To find vertical asymptotes, look at the denominator of the rational expression. When you set each factor in the denominator to zero, the solutions are where the vertical asymptotes occur. This is because a zero in the denominator causes the function to be undefined at those points.

• For the function \( y=\frac{x-1}{(3x+2)(x+1)} \), set each factor to zero: \(3x + 2\) and \(x + 1\).
• Solve for each: \(3x + 2 = 0\) gives \(x = -\frac{2}{3}\) and \(x + 1 = 0\) gives \(x = -1\).

These solutions, \(x = -\frac{2}{3}\) and \(x = -1\), are the vertical asymptotes of the graph.

A hole in the graph occurs where a factor in the numerator and denominator cancels out. At these points, the function is not defined, resulting in a gap, or hole, in the graph.

For a hole to exist:

• There must be a common factor in both the numerator and the denominator of the rational expression.
• Once this factor is factored out or canceled, the graph will have a hole at the x-value that makes this factor zero.

In our given function, \(y=\frac{x-1}{(3x+2)(x+1)}\), the numerator \(x-1\) and the factors of the denominator \((3x+2)(x+1)\) share no common factors. Thus, there are no cancellations, implying this function has no holes.
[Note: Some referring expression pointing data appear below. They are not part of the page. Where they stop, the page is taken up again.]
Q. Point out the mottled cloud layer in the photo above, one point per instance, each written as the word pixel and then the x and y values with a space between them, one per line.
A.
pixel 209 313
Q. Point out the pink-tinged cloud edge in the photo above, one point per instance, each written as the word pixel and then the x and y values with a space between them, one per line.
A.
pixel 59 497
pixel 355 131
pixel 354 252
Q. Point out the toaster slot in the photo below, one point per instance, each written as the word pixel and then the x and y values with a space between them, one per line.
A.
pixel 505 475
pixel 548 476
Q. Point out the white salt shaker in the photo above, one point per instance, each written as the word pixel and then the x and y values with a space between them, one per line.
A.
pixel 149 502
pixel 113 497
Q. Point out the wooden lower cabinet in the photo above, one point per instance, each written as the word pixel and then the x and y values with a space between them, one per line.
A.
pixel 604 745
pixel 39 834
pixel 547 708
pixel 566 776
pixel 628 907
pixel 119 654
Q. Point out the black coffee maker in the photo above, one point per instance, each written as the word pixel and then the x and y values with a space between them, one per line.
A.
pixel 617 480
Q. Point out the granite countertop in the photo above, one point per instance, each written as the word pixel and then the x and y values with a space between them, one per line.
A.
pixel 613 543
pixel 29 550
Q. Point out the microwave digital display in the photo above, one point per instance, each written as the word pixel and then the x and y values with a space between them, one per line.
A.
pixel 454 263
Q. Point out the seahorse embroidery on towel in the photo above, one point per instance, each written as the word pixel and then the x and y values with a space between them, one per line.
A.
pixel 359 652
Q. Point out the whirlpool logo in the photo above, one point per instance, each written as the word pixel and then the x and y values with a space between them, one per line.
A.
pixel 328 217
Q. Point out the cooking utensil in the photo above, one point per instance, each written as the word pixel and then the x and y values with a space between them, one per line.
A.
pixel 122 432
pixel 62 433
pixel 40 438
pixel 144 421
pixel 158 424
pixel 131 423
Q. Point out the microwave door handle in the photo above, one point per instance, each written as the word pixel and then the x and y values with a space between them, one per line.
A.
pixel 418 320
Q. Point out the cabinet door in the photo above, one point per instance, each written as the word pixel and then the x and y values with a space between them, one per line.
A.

Understanding the factors of a denominator in a rational function is crucial to identifying possible vertical asymptotes and holes.

The denominator shows where the function has restrictions. These restrictions occur because division by zero is undefined. Thus, solving each factor in the denominator set equal to zero identifies critical points for the function's graph.

• The given function's denominator is \((3x+2)(x+1)\).
• By factoring out each part, we solve \(3x + 2 = 0\) and \(x + 1 = 0\), leading to potential asymptotes or holes.

Reducing rational expressions involves simplifying them to the lowest terms by canceling out common factors.

This process makes calculations easier and reveals the graph's characteristics, such as holes, because these occur where factors in the numerator and denominator cancel each other out, creating undefined points.

To successfully reduce a rational expression:

• Factor both the numerator and the denominator completely.
• Identify and cancel any common factors.
• Express the simplified form, if possible.

In our case with the function \(y=\frac{x-1}{(3x+2)(x+1)}\), there are no common factors to cancel, so the function is already in its simplest form.